Impeachment hearings began on Nixon because of the Watergate break-in. Should Clinton really be impeached over sex?

Impeachment hearings began on President Nixon because of perjury, obstruction of justice, lying to the American people, and abuse of power, not because of the Watergate break-in. Those who called for his resignation pointed that out as well. One Arkansas politician at the time put it this way:

"Yes, the president should resign. He has lied to the American people, time and time again, and betrayed their trust. He is no longer an affective leader. Since he has admitted guilt, there is no reason to put the American people through an impeachment. He will serve absolutely no purpose in finishing out his term, the only possible solution is for the president to save some dignity and resign."
-William Jefferson Clinton, 1974, on President Nixon.

Can’t we get beyond this? Given the President’s approval ratings at 60+%, doesn’t that show the American people want to put this behind them?

Yes, it would be great to get beyond this. But what does "get beyond this" mean?

Clinton is still lying saying that his actions did not qualify as "sexual relations", yet they did. Lewinsky’s testimony says as much. So we have perjury, but some are suggesting we accept his apology and move on. Are we then, from here on out, to accept a simple apology from perjurers and witness tamperers and let them go? If not, then why should we accept that from the President? He is not King; he is a citizen and subject to the same laws as the rest of us. While the legal procedure for metering out the law may be unique to his position, the law itself is not.

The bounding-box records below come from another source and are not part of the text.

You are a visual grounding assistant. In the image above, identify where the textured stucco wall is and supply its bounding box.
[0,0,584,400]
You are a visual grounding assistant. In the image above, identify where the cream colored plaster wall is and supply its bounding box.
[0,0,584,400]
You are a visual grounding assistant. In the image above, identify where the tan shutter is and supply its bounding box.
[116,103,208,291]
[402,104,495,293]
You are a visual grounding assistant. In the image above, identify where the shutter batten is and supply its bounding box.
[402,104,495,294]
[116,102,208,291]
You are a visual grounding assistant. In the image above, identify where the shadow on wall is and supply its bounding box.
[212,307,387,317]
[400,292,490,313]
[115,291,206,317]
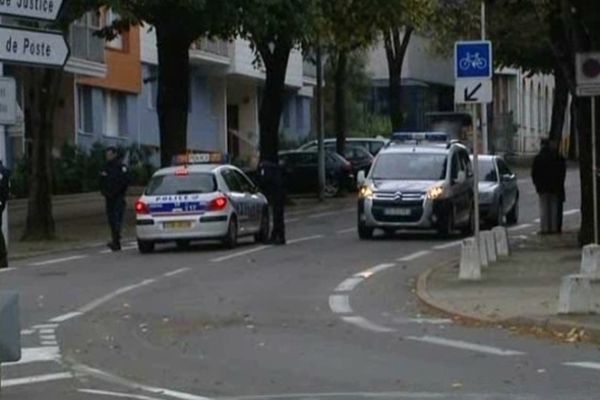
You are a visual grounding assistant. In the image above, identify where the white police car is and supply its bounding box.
[135,153,269,253]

Interestingly enough, at about the same time in his investigation, President Nixon had very good poll numbers as well. In fact, he overwhelmingly won a presidential election after Watergate was out and the press coverage was incessant and negative. But the polls didn’t stay that way, and most Democrats, I’m sure, did not want to put Watergate behind them just because the polls were favorable to Nixon.

But do we really want to impeach a President over a sexual affair?

Michael Kelly, editor of the left-leaning National Journal, a supporter of many Democrat political positions, said it best:

"That Clinton, through his mouthpieces, continues to lie proves, finally, that he must be impeached. He must be impeached not merely because he is a pig and a cad and a selfish brute. He must be impeached not merely because he sexually exploited and then discarded an employee under his supervision, nor because he used government resources and personnel to facilitate and cover up his sorry little affair. He must be impeached not merely because he abused the office entrusted to him by the people.

"He must be impeached because he shows an utter and absolute contempt for the truth and for the law he has twice sworn to uphold. He must be impeached because, in a judicial proceeding, he knowingly lied under oath with intent to deceive, because he was given a chance to correct that lie in a second judicial proceeding and he lied again, because he persists in lying even still. He must be impeached because, in his pathology, he does great and heartless violence to other people and to the nation, and because he has made it clear that he is perfectly prepared to do more violence. He must be impeached because to not impeach him is to declare that this is what we accept in a president. He must be impeached because we are a nation of laws, not liars."

So to answer your question; No, we don’t want to impeach a President over a sexual affair. We should, however, impeach a President when he commits high crimes and misdemeanors. This one has.